C’est le cas, en effet ; mais le corpus lovecraftien contient bien d’autres choses que la fiction, parmi lesquelles un grand nombre d’essais, de poèmes et, bien sûr, la quasi totalité de la correspondance demeurent inédits en français.
La contrainte du sens
Les traductions qui en ont été faites pour cet ouvrage ont pour base commune le principe selon lequel tout doit prendre sens : chaque phrase doit être éclairée par celles qui la précèdent, éclairer celles qui la suivent, et être en cohérence avec l’ensemble. Il n’est pas envisageable (comme on a pu parfois l’observer à certains autres endroits) de se contenter d’une demi compréhension dans le cas où une phrase serait trop obscure pour être interprétée complètement.
Or, nombre d’éléments liés au style écrit de Lovecraft (hormis dans le cas de sa fiction, toujours compréhensible) peuvent représenter des obstacles à cette interprétation. Il peut s’agir de mots (termes rares, techniques ou disparus, dérivations savantes inventées à partir du latin ou du grec, mots actuels mais utilisés dans un sens qu’ils ont perdu depuis longtemps ou, tout simplement parfois, dans un sens erroné…), d’expressions (métaphores tombées en désuétude, références à des œuvres pas forcément facile à identifier, allusions à une actualité et à un contexte oubliés…), ou encore de constructions (phrases très longues, adverbes ou adjectifs positionnés dans une phrase selon des règles archaïsantes…).

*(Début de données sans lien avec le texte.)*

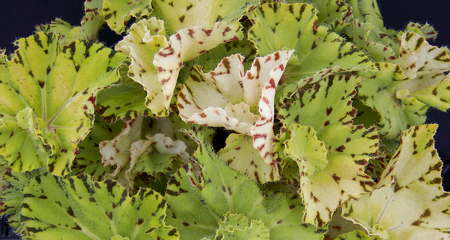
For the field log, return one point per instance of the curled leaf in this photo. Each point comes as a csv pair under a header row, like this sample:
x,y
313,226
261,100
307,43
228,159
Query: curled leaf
x,y
118,12
407,202
228,97
48,95
157,61
78,208
330,151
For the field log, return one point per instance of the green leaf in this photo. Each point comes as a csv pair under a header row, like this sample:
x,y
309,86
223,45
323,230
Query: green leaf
x,y
77,208
133,152
336,14
409,199
48,92
212,58
118,12
356,235
239,154
239,227
402,93
197,205
426,30
307,148
157,61
88,158
190,13
91,23
123,100
295,26
378,92
367,11
323,108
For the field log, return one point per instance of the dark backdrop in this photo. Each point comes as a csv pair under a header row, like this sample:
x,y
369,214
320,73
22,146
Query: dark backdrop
x,y
18,18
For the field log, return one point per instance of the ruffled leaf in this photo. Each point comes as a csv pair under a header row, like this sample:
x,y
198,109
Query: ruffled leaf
x,y
402,93
88,159
315,46
133,152
227,97
190,13
77,208
323,105
239,154
336,14
356,235
239,227
197,205
125,99
118,12
91,23
426,30
156,61
48,94
407,202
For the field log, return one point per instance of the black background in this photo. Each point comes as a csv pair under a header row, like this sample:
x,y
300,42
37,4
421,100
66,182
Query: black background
x,y
18,19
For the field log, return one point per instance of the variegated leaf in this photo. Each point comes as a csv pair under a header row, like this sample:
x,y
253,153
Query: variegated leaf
x,y
239,154
243,102
409,201
118,12
48,95
156,61
78,208
198,205
330,151
203,13
316,48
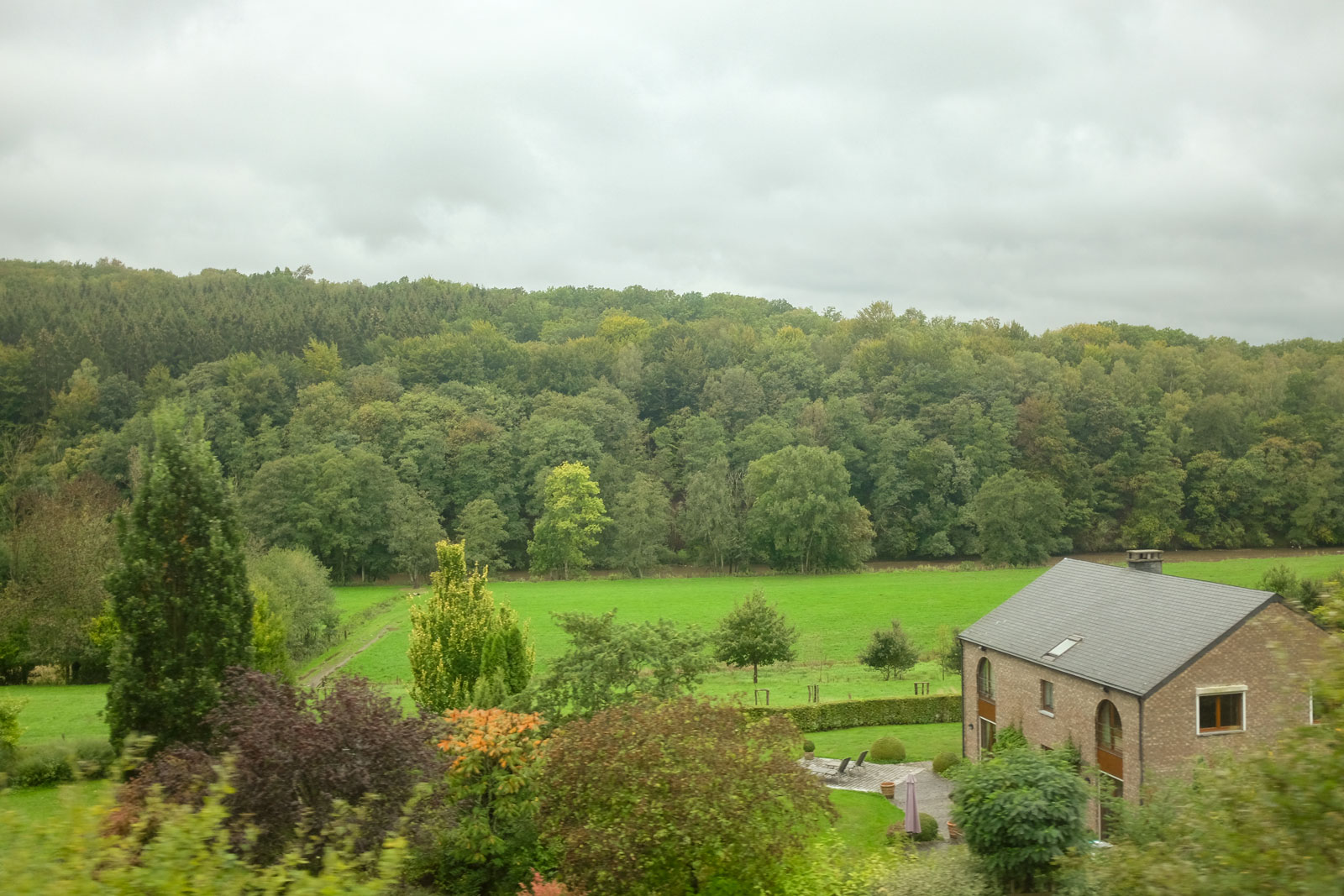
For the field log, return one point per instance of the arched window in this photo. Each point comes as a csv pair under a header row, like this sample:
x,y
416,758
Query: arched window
x,y
985,680
1110,736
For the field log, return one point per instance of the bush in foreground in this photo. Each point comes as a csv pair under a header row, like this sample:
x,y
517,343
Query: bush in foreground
x,y
1021,813
678,797
190,853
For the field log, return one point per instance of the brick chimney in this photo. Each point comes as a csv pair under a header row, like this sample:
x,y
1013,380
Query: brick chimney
x,y
1146,560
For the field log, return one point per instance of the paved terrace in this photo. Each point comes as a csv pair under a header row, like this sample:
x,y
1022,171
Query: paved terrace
x,y
932,792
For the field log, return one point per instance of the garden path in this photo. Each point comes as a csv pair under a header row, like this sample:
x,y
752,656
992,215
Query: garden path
x,y
932,790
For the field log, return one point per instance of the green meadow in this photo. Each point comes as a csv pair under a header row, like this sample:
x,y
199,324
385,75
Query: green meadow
x,y
833,616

Dans ce genre de cas, la traduction n’a pas été considérée comme achevée tant qu’elle n’était pas entièrement satisfaisante en termes de sens et de cohérence avec le contexte.
Le rendu du style de Lovecraft
Cette contrainte de sens, nous nous sommes efforcés de la concilier, dans un équilibre forme-fond, avec le respect maximum de l’expression et du style de Lovecraft.
Rendre le texte compréhensible peut imposer de remanier des phrases par trop alambiquées. Lovecraft a parfois tendance à envelopper ce qu’il dit d’un épais brouillard de constructions complexes et de mots difficiles, souvent par simple goût pour ce genre de langage ; mais cela peut être aussi pour se protéger, lorsqu’il aborde des sujets trop intimes, tel les céphalopodes, poulpes et seiches, se dissimulant dans leur nuage d’encre. Dans ce genre de cas, transmettre fidèlement le sens nécessite d’être un peu moins fidèle à la forme.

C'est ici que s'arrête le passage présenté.